Na uniwersyteckie przełaje zawodniczki przyjechały z całych Stanów. Każda z nich zapewne miała w głowie nie tylko start w biegu, ale także jakiś osobisty problem. Jednak żadna z pewnością nie była tak napiętnowana, jak ta biegaczka w średnim wieku, o kręconych włosach – światowym skandalem i osobistą stratą.
Była drobnej, ale silnej budowy ciała, miała 42 lata, brązowe, kręcone włosy. Biegaczki wiedziały, że jest to bieg otwarty. Każdy mógł w nim uczestniczyć. Ale co robiła między nimi ta kobieta? Weterani mają swoje biegi. Może chciała przebiec po prostu kilkaset metrów i zejść z trasy? Kiedy wystartowały, młode zawodniczki spojrzały porozumiewawczo na siebie. Ta pani w średnim wieku miała doskonałe, profesjonalne ruchy, długi, sprężysty krok. Trenerzy zauważyli to od razu.
Biegła w czołówce. Pierwszą milę pokonała w 5 minut i 18 sekund. Zwykła biegaczka amatorka nie odważyłaby się na takie szaleńcze tempo i to w tak pofałdowanym terenie. Miała przed sobą długi podbieg, potem zbieg i kolejny podbieg. Radzono jej przed startem, by nie szarżowała. Ale ona zignorowała te uwagi. Biegła jak na prawdziwych zawodach. W końcu jeden z trenerów nie wytrzymał i krzyknął: „Biegnij, Zola!”. „Zola?!” – zapytali pozostali. „To niemożliwe!”.
Wystarczy wspomnieć nazwisko Zoli Budd amatorowi biegów na bieżni i na pewno udzieli jednej z trzech odpowiedzi. Biegała boso, była z RPA, przewróciła podczas olimpijskiego finału Mary Decker. Takie były skojarzenia z jej osobą i to one zadecydowały o jej losie jako zawodniczki. Legenda Zoli Budd jest jak wszystkie legendy – prosta, poruszająca i nieskończona.

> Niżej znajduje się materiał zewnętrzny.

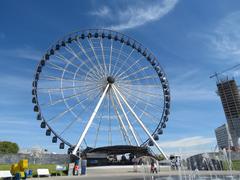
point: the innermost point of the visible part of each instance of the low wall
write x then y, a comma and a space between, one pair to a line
38, 159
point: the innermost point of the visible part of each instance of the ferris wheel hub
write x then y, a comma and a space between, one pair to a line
110, 79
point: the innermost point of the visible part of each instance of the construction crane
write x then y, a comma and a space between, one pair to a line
226, 70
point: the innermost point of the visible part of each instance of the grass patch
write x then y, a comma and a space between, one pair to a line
34, 167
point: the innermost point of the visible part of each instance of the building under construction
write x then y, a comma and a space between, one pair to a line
230, 98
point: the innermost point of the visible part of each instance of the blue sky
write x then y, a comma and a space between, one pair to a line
192, 40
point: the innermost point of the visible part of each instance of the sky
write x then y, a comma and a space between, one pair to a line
192, 40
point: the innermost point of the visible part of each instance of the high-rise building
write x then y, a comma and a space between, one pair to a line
230, 97
222, 137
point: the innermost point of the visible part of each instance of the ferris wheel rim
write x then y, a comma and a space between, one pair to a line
154, 64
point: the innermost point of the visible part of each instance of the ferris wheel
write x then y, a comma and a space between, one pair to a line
99, 87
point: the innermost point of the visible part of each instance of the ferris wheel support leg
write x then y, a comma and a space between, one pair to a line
90, 121
139, 121
125, 115
124, 130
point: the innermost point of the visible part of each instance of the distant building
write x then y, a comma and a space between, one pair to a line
222, 136
230, 97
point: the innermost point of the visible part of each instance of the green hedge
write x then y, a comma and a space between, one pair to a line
34, 167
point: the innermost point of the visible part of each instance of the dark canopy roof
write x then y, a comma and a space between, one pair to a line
120, 149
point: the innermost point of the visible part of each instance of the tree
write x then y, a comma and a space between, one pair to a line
7, 147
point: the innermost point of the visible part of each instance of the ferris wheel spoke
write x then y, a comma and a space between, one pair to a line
70, 108
138, 79
110, 59
62, 57
109, 122
124, 62
139, 121
153, 118
71, 51
90, 120
99, 124
53, 78
57, 67
131, 66
96, 57
78, 116
103, 57
65, 88
135, 72
119, 53
121, 124
154, 95
126, 117
98, 73
91, 91
134, 96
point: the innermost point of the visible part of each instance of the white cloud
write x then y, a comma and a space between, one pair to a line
103, 11
227, 37
134, 16
187, 142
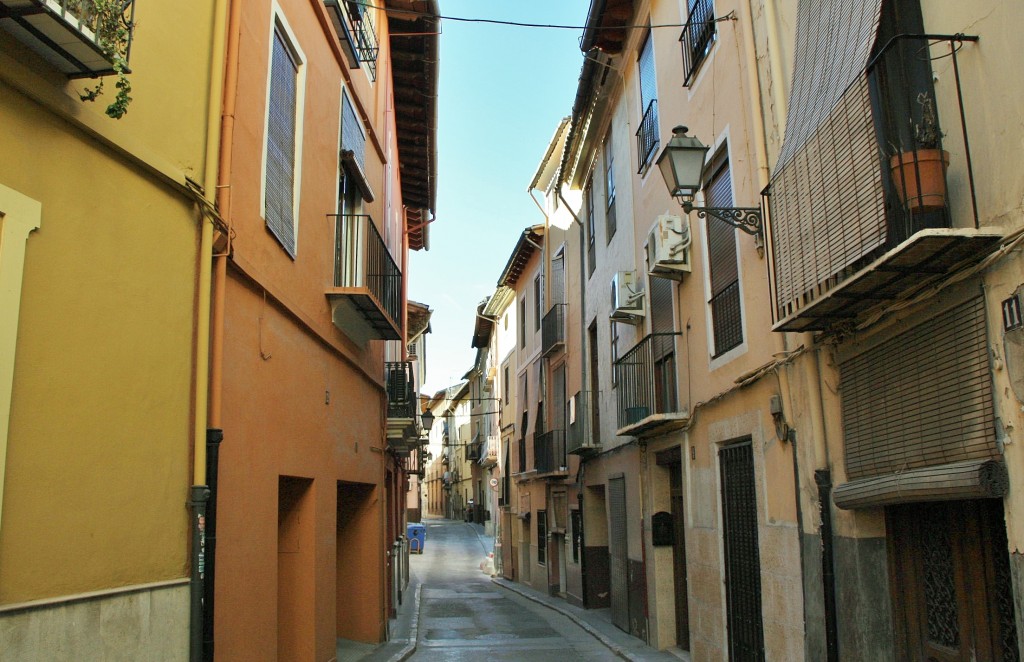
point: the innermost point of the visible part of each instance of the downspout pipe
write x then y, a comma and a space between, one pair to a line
199, 492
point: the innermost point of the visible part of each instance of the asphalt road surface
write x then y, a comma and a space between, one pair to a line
464, 616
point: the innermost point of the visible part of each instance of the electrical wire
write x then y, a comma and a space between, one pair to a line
517, 24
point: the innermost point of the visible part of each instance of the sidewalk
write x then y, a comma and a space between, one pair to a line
404, 628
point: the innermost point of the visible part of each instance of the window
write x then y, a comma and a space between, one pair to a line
591, 255
281, 167
576, 520
542, 537
522, 322
613, 327
538, 302
506, 385
727, 324
609, 190
697, 37
647, 141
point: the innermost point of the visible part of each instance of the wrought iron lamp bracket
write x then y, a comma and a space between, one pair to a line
748, 219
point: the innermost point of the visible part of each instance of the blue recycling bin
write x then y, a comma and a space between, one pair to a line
417, 534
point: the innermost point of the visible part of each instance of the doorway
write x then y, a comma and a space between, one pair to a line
949, 577
296, 563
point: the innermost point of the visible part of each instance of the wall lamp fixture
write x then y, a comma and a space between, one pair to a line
682, 164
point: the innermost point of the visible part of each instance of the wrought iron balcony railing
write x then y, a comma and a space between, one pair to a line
401, 397
553, 329
646, 388
647, 135
549, 452
892, 206
367, 294
697, 37
78, 37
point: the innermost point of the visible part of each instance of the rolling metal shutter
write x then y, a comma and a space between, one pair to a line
280, 196
619, 570
921, 399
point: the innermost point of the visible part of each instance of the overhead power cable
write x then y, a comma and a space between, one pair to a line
517, 24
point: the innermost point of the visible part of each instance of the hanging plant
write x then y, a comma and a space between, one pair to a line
105, 17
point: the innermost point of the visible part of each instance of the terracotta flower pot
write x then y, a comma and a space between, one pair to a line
927, 167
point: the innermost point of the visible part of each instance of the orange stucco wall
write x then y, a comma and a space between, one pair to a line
303, 405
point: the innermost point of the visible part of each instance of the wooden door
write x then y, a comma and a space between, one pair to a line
949, 577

Jest oparta na półprawdach, przesadzonych wersjach i wierutnych kłamstwach. Sądzono, że przestała biegać, a tu nagle się pojawiła. Młode biegaczki coraz bardziej się zbliżały... Oczywiście, że słyszały te krzyki. Ale kim była ta Zola?! To nie miało znaczenia. One miały czas, naturę i siłę fizyczną po swojej stronie. Pokażą tej mamuśce w średnim wieku, co to znaczy się ścigać.